Some think that it is unrealistic to attempt to restructure such a large portion of debt under existing circumstances. Marval O'Farrell Mairal partner Fernando Hernández outlines another approach. He refers to a government filing before the US Securities and Exchange Commission (SEC) in mid-March outlining an authorisation to request the registration of up to US$69 billion debt in portions. Simultaneously, the government requested a registration to issue, sell or exchange up to US$31.6 billion worth of new international bonds. “The government’s strategy is not yet clear as no formal offer has been made, but the filing of a registration statement before the SEC for the offer of new international bonds in an amount equal to less than 50% of the bonds to be restructured may be a way of testing the waters or a plan to restructure in stages,” Hernández says.
But covid-19 may make appealing to investors harder than it might otherwise have been. The unprecedented outbreak of the virus has caused paralysing uncertainty and investors are less likely to make risky investments. “Unfortunately, the conditions may not be favourable for seeking new money for making a cash tender offer or to get large discounts in an exchange offer,” Hernández says.
Lawyers agree that it is important that creditors are presented with a sustainable macroeconomic plan, including a primary fiscal surplus. But they warn against taking too long to assemble this, saying a long-term delay and default should be avoided. “Though the bonds subject to restructuring include collective action clauses that prevent solitary claims before US courts, an indefinite delay to place an offer may call in some unwanted players like vulture funds and that, as we all know, is another game,” says Beccar Varela’s Magnasco.
Argentina will not want a repeat of its recent experience with so-called vulture funds. Following its default in 2001, the government restructured most of its debt in two rounds in 2005 and 2010. But a small group of hedge funds did not agree to the restructuring and their dispute with the state did not settle until 2016, when Argentina finally regained access to the international capital markets.

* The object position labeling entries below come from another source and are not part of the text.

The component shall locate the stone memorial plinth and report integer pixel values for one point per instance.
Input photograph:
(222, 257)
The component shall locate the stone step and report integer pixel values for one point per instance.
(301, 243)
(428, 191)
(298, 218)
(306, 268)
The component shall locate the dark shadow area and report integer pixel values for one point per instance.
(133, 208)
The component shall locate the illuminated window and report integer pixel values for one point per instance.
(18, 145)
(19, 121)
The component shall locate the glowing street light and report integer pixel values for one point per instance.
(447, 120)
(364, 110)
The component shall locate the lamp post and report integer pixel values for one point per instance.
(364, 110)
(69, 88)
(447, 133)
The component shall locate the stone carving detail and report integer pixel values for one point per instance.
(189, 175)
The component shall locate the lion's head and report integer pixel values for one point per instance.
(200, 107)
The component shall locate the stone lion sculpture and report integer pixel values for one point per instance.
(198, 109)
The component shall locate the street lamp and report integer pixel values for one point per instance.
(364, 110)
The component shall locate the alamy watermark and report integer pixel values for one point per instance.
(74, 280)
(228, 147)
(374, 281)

Argentina’s is not the only government left with little space for financial manoeuvre as a result of covid-19. Others are also feeling the pinch. In such an unprecedented scenario, PAGBAM’s Serrano says there is a chance creditors could potentially be convinced to take a larger share of the burden. “But, realistically, I believe the outbreak will certainly worsen the likelihood of a swift and smooth restructuring,” he says.
Neither will the outbreak help Argentina out of its ongoing recession. The IMF predicts a 1.3% GDP contraction in 2020, but that is likely to worsen as a result of the virus and its accompanying economic shutdown. In particular, the lockdown will take a toll on the millions of people that are part of the informal economy and need to work to secure their income. If Argentina’s access to international financial markets is suspended as a result of its inability to restructure its debt, the scenario will only get worse.
Argentina has faced boom and bust cycles before and has proven capable of weathering the storm in the past. “Controlling the covid-19 spread while passing relief measures to avoid the country’s economy stopping are the only goals of President Alberto Fernández,” says Bomchil’s Araya. Earlier this year, Fernández managed to unite businesses and unions with the government to send a joint message to creditors that they must let the country grow before it can pay its debt.
Lawyers are remaining optimistic about the outcome of that plan. “The government is not in an easy position right now, but we have faith that they will do the best they can,” says Carolina Zang.
At the time of publishing the Argentine government had still not announced a formal restructuring plan.